スキルマップは、部門別に作成するのが一般的です。全社を一つのスキルマップにすると項目数が膨大になるため、部門別に作成し、全社横断で見たい場合は「汎用スキル」のみをまとめた全社版を別途作成します。
ステップ5:分析と活用
完成したスキルマップを分析し、以下の点を確認します。
- リスクスキル:特定の社員しか持っていないスキルはないか
- 育成ギャップ:組織として必要だが、社員のレベルが低いスキルはないか
- 育成候補:各スキルのレベルアップが期待できる社員は誰か
- 多能工化の優先順位:複数のスキルを持たせるべき社員は誰か
スキルマップの活用場面
活用1:人材配置の最適化
新規プロジェクトのメンバー選定、部門間の異動、新設ポジションへの配置——これらの判断にスキルマップを活用します。
活用2:教育研修計画の策定
スキルマップから見えた「育成ギャップ」をもとに、年間の教育研修計画を策定します。「今年度は品質管理スキルのレベルアップを重点テーマとする」——こうした優先順位がデータに基づいて設定できます。
活用3:多能工化の推進
北陸の製造業では、「一人の社員が複数の工程を担当できる」多能工化が重要です。スキルマップがあれば、「誰に、どのスキルを、いつまでに習得させるか」を計画的に進められます。

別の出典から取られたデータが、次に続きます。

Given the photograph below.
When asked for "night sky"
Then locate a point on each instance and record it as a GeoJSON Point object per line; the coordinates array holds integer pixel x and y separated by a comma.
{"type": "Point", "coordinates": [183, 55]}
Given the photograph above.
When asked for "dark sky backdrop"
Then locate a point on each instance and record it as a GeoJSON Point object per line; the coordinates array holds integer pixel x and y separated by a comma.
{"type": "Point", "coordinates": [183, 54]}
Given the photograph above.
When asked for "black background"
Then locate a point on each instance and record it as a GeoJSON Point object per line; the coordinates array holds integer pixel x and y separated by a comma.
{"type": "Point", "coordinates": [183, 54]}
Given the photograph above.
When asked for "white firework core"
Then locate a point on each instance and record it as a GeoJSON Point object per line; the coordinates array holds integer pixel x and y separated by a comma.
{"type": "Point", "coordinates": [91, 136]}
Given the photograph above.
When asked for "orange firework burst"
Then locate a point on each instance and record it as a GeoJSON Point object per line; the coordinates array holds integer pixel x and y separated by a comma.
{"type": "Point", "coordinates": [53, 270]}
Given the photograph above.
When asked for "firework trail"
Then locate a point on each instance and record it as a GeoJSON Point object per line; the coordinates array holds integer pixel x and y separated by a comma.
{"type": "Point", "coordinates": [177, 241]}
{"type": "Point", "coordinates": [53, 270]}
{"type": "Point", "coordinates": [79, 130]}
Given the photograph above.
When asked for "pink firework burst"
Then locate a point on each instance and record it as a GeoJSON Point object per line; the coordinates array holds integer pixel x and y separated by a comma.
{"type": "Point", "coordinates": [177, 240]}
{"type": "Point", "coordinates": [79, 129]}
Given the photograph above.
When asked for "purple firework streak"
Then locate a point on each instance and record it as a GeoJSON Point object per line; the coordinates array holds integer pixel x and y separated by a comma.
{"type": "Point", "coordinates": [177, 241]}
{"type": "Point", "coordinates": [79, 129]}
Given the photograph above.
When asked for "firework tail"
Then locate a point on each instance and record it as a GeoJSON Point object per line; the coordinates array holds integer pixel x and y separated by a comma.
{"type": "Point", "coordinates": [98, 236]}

福井県のある金属加工メーカーでは、スキルマップをもとに多能工化計画を策定し、2年間で「全社員がレベル2以上のスキルを3つ以上持つ」という目標を達成しました。「ベテランが休んでも生産ラインが止まらなくなった」と工場長は話しています。
活用4:採用要件の明確化
スキルマップで「組織として不足しているスキル」が明確になれば、採用活動でどのようなスキルの人材を求めるべきかが具体的になります。
スキルマップの運用と更新
更新頻度
スキルマップは、最低でも年に1回は更新します。半年に1回の更新が理想です。社員のスキルは研修や業務経験を通じて変化するため、定期的な更新が不可欠です。
更新のタイミング
- 年度末(年間の成長を反映)
- 人事評価のタイミング(評価面談と合わせてスキル確認)
- 異動・配置転換のタイミング(新しいスキルの習得状況を確認)
社員への公開
スキルマップを社員に公開することで、「自分はどのスキルを伸ばすべきか」が明確になります。自分のスキルマップを見て「ここが弱い」と自覚できれば、主体的な学習の動機づけにもなります。
スキルマップ作成時の注意点
注意点1:項目を増やしすぎない
スキル項目が多すぎると、作成・更新の負担が大きくなります。最初は15〜20項目程度から始め、運用に慣れてから必要に応じて追加する方が現実的です。
注意点2:評価が目的にならないようにする
スキルマップは「可視化」と「活用」が目的です。スキルレベルの評価自体が目的化し、「レベル判定に時間がかかりすぎる」「評価を巡って社員間のトラブルが起きる」といった状態にならないよう注意します。
注意点3:形骸化させない
スキルマップは作成しただけでは意味がありません。人材配置、育成計画、採用要件などの意思決定に実際に活用されてこそ価値があります。「作ったけど使っていない」状態を防ぐため、活用場面を事前に設計しておくことが重要です。
まとめ
スキルマップは、人材マネジメントの「基盤」です。社員のスキルが可視化されれば、適材適所の配置、計画的な育成、多能工化の推進、採用要件の明確化——あらゆる人材施策の精度が向上します。
北陸の中小企業がスキルマップを始めるためには、スキル項目を洗い出し、レベルを定義し、現状を評価し、一覧表にまとめる。このステップを踏めば、Excelだけで実用的なスキルマップが完成します。
まずは、最も人材リスクが高い部門から始めてみてください。「この部門で、誰がいなくなると最も困るか」——その問いへの答えが、スキルマップ作成の最初の動機になります。